Mercato des postes - Et si le vrai problème n’était pas les trajets… mais la discontinuité des équipes ?
En France, le Forum Vies Mobiles propose une idée audacieuse : instaurer un droit à l’échange de postes entre salariés exerçant le même métier, afin de réduire les trajets domicile–travail.
Les chiffres avancés interpellent : près de 4 millions d’actifs concernés, des centaines d’heures de transport économisées chaque année, et plusieurs millions de tonnes de CO₂ potentiellement évitées.
Sur le papier, le concept est séduisant.
Réduire les déplacements sans déménager, sans construire de nouvelles infrastructures, simplement en réorganisant l’existant.
Mais transposée à la Suisse, cette proposition atteint rapidement ses limites.
Le territoire est plus compact, les distances globalement maîtrisées, et les transports publics — notamment sur l’axe Genève–Lausanne — offrent déjà des alternatives efficaces et largement adoptées.
Surtout, l’idée d’un “échange de postes” se heurte à une réalité structurelle : un emploi ne se résume pas à un intitulé.

Un modèle peu compatible avec la réalité Suisse
La première limite est géographique.
À l’échelle de la Suisse, les distances domicile–travail sont globalement plus courtes qu’en France. Le maillage territorial, la densité du tissu économique et la qualité des infrastructures de transport — en particulier sur des axes structurants comme Genève–Lausanne — contribuent déjà à limiter les temps de trajet.

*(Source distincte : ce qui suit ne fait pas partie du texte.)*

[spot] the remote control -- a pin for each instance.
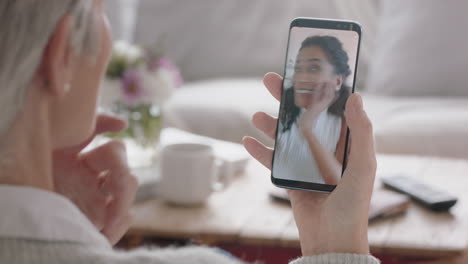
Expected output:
(426, 195)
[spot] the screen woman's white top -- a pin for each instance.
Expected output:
(293, 159)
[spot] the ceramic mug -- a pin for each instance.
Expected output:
(189, 173)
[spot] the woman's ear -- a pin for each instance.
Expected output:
(56, 66)
(339, 82)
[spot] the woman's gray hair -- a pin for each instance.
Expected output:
(25, 29)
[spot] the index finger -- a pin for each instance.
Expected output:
(362, 161)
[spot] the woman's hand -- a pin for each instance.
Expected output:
(323, 100)
(99, 182)
(336, 222)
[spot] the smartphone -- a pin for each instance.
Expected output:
(319, 76)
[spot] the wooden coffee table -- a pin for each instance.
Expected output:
(244, 214)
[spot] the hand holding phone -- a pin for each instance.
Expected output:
(336, 222)
(320, 72)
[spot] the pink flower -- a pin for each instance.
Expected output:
(132, 87)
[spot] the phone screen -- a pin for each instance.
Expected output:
(312, 134)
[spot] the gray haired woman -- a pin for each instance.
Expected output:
(60, 205)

Dans ce contexte, le gain marginal d’un échange de postes apparaît plus réduit.
Mais la véritable limite est ailleurs.
Un emploi ne se “permute” pas
Réduire un poste à un intitulé revient à ignorer ce qui fait sa réalité opérationnelle.
Un emploi, en particulier dans le secteur de la construction, s’inscrit dans un environnement complexe :
- une équipe projet,
- une organisation interne,
- des outils spécifiques,
- une culture d’entreprise,
- des relations établies avec des partenaires.

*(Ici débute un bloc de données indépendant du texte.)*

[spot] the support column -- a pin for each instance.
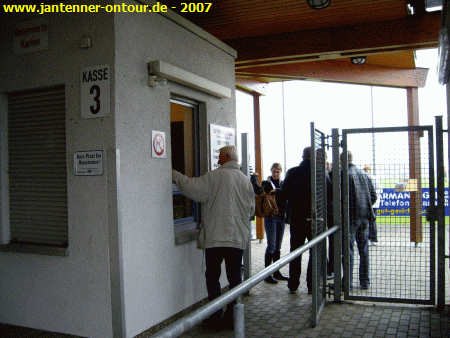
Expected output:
(416, 228)
(258, 156)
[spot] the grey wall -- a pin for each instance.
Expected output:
(65, 294)
(159, 278)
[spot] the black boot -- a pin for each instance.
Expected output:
(267, 262)
(277, 275)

À cela s’ajoutent des éléments contractuels et humains :
- niveau de rémunération,
- conditions de travail,
- perspectives d’évolution,
- degré d’autonomie,
- rapport au management.
Côté employeur, les enjeux sont tout aussi structurants :
- garantir l’adéquation des compétences,
- préserver la cohérence des équipes,
- assurer la continuité des projets,
- maîtriser les risques juridiques et opérationnels.
Dans ces conditions, imaginer un système d’échange de postes à grande échelle relève davantage de l’hypothèse théorique que d’un modèle opérationnel.
Un secteur structuré par le long terme
Dans la construction et l’immobilier, la question se pose avec une acuité particulière.
Un projet s’inscrit dans une temporalité longue, souvent étalée sur plusieurs années : développement, planification, appel d’offres, exécution.

Or, sur cette durée, les équipes évoluent.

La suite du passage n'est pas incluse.